Ergenekon / Balyoz Davaları ve Şike davaları günlerinde bir dizi "protesto” eylemine tanık oldu Silivri…
İyi mi, kötü mü, tartışılır ama o günlerde Silivri’nin adını (76) Milyon değil Dünya duymuştu...
O davalar sonlanmasa da sönümlendi gibi…
***
Hafta içinde Silivri’de "Hafriyat Kamyonları” direnişi vardı...
Ulusal televizyonlarda da yer alan bir eylemdi. Kavga dövüş olmasa da etkili de bir direnişti denebilir…

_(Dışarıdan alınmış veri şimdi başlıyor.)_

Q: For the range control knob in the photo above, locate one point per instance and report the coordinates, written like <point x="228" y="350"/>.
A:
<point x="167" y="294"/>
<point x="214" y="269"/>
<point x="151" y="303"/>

Gözlediğim kadarıyla, önceden planlanmış, programlanmış bir direniş değil, sosyal medya aracılığı ile ani bir buluşma denebilir buna... Yani, eylemin başı ve yöneticisi belli değil…
Kamyonlar yollara dizili…
Polis Jandarma yollarda, kamyonların arasında bazıları ile konuşmaya çalışıyor. Konuşanlara bakınca anlaşılıyor ki, ortada anlaşılamayacak bir durum da yok. Mesele, para pul meselesi değil. İstekleri yalnızca saatlerce kuyrukta beklememek. Dolayısıyla, yüklerini çabuk boşaltmak…
Konuştuklarımdan…
Ve… Onlardan edindiğim bilgiye dayanarak söylüyorum…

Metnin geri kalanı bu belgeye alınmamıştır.